Well vmovaps seems to work if I use
vmovaps ymmword ptr [rdi],ymm0

But that shouldn't be necessary as it should be implicity being YMM0 as the register?

I still get general failure trying to use any xor operation..

vpxor ymm0,ymm0
vxorps ymm0,ymm0 etc...

johnsa

I was hoping to test memory fill and copy test pieces to see if AVX could offer any speedup over SSE code.
On my new machine however even my SSE test-pieces which used to be faster seem to have been superseded by good old rep stosq (at least for smaller allocation sizes)

hutch--

John,

That effect has been seen before with Intel hardware, the PIV family of processors were slow with SSE code, often well thought out integer code was nearly as fast, on the Core2 series SSE got a lot faster and on the i3/5/7 series faster again. Now the exception seems to be the special case circuitry for at least some combinations of REP STOS/MOVS etc  .... I found with 32 bit code that it was often hard to improve on ordinary REP MOVSB/W/D with SSE with cached reads and direct write backs because the special case circuitry did all of these things well.

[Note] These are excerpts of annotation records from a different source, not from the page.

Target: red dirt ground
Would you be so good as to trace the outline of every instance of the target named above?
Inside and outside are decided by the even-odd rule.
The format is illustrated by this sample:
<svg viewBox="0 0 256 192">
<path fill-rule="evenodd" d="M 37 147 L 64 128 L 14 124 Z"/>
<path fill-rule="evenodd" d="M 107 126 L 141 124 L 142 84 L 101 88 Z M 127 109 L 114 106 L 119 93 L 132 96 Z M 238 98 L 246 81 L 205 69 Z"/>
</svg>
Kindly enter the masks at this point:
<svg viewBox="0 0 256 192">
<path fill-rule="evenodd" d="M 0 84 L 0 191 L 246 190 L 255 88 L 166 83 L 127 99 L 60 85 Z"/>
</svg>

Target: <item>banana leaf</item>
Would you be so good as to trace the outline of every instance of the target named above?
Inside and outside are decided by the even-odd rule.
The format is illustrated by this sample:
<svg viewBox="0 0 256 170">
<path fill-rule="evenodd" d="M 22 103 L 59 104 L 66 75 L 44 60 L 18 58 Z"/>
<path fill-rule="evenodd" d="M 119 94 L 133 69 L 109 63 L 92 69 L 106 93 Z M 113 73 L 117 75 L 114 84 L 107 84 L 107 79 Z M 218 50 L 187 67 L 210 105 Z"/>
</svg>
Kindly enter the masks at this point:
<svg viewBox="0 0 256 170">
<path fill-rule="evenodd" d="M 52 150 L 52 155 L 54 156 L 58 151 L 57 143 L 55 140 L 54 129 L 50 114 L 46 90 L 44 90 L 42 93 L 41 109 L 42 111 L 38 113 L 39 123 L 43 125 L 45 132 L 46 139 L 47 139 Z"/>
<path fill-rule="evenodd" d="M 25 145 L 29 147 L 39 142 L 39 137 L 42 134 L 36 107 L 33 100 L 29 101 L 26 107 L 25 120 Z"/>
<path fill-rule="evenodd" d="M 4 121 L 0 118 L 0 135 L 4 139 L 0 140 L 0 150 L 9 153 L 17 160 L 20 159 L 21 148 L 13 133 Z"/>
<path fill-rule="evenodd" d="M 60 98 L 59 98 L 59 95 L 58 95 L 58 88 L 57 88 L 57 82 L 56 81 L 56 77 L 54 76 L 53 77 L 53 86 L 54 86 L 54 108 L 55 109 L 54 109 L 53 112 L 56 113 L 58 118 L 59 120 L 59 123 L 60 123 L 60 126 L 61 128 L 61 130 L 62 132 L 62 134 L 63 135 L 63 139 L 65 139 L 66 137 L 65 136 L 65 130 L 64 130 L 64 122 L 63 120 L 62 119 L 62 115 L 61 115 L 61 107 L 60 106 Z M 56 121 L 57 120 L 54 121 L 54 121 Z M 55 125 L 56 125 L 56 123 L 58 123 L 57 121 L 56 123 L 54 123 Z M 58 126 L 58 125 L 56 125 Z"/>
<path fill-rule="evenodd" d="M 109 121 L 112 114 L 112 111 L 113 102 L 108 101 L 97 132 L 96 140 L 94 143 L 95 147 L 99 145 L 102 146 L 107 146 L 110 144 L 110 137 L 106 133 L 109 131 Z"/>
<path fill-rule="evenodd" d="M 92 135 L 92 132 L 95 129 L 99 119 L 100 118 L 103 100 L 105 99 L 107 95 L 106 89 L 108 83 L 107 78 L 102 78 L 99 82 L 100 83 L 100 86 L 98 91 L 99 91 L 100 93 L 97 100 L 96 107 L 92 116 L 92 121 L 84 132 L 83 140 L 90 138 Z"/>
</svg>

With 32 bit code there was a minimum threshold and from memory a maximum threshold where REP MOVS.. was fast, above and below it other combinations were faster at times.

johnsa

Agreed... I found the same. It was somewhere in the region of 4Mb for me. Under that size or repeated access gave better performance with REP STOSD, REP MOVSD. Over 4Mb it shifted in favour of hand-rolled SSE loop, up to about 100Mb at which point using the non temporal reads gave greater performance.